Dogs must be trained & broken in. This, the Illusive Man believes. Chris Redfield has fought tooth & nail, defiant to a fault. Wordlessly, his thumb pad traced beneath Christopher's right eye. There, he felt bone strained against flesh. He raised his finger & pushed in. In until he heard a satisfying POP! A squelching sound so horrific, so gruesome, that no one should bear witness. ' Rebellion is in our blood, Chris. ' May he remember the Illusive Man's eyes forevermore.

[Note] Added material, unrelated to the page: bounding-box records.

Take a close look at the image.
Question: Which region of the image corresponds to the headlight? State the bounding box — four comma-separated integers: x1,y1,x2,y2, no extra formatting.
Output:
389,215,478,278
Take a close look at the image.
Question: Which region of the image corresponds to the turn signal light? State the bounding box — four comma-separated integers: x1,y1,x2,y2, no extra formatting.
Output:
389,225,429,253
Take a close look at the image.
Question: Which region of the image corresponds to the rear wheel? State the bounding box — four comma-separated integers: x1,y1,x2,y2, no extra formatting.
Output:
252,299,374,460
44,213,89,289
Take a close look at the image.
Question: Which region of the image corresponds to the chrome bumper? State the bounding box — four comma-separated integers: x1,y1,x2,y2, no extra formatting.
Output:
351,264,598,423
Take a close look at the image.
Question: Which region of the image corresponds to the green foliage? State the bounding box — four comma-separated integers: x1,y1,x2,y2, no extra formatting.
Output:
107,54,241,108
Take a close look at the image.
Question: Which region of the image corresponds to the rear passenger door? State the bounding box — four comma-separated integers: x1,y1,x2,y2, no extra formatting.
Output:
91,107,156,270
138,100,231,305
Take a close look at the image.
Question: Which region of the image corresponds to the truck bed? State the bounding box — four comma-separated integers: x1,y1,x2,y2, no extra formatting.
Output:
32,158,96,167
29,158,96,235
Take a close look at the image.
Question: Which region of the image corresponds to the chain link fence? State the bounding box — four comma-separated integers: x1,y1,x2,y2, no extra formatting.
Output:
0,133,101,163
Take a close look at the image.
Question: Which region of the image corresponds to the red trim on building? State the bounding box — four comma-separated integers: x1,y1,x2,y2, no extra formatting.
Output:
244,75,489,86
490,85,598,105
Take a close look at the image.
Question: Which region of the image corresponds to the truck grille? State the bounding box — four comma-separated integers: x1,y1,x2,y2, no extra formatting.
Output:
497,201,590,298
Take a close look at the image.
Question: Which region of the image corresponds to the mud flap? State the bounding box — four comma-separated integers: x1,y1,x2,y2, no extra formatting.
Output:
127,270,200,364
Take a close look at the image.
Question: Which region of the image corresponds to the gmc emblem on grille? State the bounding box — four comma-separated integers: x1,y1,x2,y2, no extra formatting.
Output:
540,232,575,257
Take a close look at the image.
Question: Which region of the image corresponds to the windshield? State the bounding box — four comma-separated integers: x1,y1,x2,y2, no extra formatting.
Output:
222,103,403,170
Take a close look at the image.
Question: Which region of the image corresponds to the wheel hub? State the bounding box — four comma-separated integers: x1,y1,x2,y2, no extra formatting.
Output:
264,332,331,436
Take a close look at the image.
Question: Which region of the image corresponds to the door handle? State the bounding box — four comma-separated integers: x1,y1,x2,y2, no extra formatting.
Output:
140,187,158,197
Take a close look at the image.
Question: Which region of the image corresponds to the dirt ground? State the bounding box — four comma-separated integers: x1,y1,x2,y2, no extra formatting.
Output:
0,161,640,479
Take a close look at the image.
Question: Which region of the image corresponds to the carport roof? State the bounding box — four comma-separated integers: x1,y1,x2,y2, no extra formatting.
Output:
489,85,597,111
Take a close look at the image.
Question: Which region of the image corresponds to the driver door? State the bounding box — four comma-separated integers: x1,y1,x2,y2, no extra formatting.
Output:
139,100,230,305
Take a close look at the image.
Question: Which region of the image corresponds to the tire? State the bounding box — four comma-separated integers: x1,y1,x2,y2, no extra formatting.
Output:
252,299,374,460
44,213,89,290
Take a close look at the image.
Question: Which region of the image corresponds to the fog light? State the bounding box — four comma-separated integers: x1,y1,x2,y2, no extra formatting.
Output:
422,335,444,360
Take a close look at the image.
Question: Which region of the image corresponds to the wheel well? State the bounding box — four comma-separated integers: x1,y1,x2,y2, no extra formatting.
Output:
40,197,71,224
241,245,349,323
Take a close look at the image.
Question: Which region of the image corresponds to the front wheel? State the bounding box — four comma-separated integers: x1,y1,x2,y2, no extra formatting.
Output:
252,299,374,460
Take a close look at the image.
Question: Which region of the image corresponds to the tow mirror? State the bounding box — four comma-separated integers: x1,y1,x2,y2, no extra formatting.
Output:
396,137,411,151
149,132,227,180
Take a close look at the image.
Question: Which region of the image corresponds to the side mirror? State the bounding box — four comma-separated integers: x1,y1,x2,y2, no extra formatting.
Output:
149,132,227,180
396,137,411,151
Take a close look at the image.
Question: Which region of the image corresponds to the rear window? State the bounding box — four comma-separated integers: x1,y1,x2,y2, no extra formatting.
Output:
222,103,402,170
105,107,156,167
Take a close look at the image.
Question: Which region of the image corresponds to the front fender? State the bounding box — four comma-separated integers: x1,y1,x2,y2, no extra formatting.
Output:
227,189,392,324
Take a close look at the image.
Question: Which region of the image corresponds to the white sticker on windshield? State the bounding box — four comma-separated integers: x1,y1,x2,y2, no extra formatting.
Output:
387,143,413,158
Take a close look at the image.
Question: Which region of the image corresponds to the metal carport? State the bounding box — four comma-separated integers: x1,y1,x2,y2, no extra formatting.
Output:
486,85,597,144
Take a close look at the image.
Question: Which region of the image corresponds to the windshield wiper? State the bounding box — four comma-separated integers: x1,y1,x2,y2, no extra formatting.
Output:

He is no dog. A beast, perhaps, fighting until his last breath (it’d be easier to die, an option he considers more than he’ll ever admit, but not like this - on his own terms or not at all.) but he is no dog. The weary soldier stands before his self-appointed master because he has no choice, skin stretched over his muscles too big for his body, a heart too weak for his bitterness. These are flaws that glow, the fleshy weak-point of every virus he’s encountered (heart on his sleeve, wonders if he’s yet a monster), waiting to burst.
Stronger men have tried to break me.
This time, it isn’t red (red lights behind sunglasses, red rubies on her throat, a red scarf in the darkness), but blue. Ethereal in a way that unsettles him, that reminds him of the luminescence found in laboratories, in tubes, in the watery graves where it thunders. He has toppled Umbrella’s kingdom, came out the victor (ignores the scars, but can’t ignore what he’s lost, wonders if it was ever worth it) but he will not break. Not like this. The Illusive Man will kill him or use him, but never break him.
Those soulless eyes.
Thinks of Singapore. Of the shadow in the corner of his eye, of Merah’s smile, of the whispers of the woman with those eyes (he still doesn’t know who, but she crawled under his skin, one secret of hers he never learned). The thumb that caresses his skin is gentle - for a moment, like a lover admiring his paramour and all the flaws etched onto skin - before the blackness descends, a sickening noise that fills his head, a foreign object where his eye should be (his fathers eyes, they always said)and he feels it all; squelching, slippery, searing, stinging pain, the warmth of blood pouring down his face, into his mouth, between his teeth. He hears little, unaware if the scream in his throat escapes.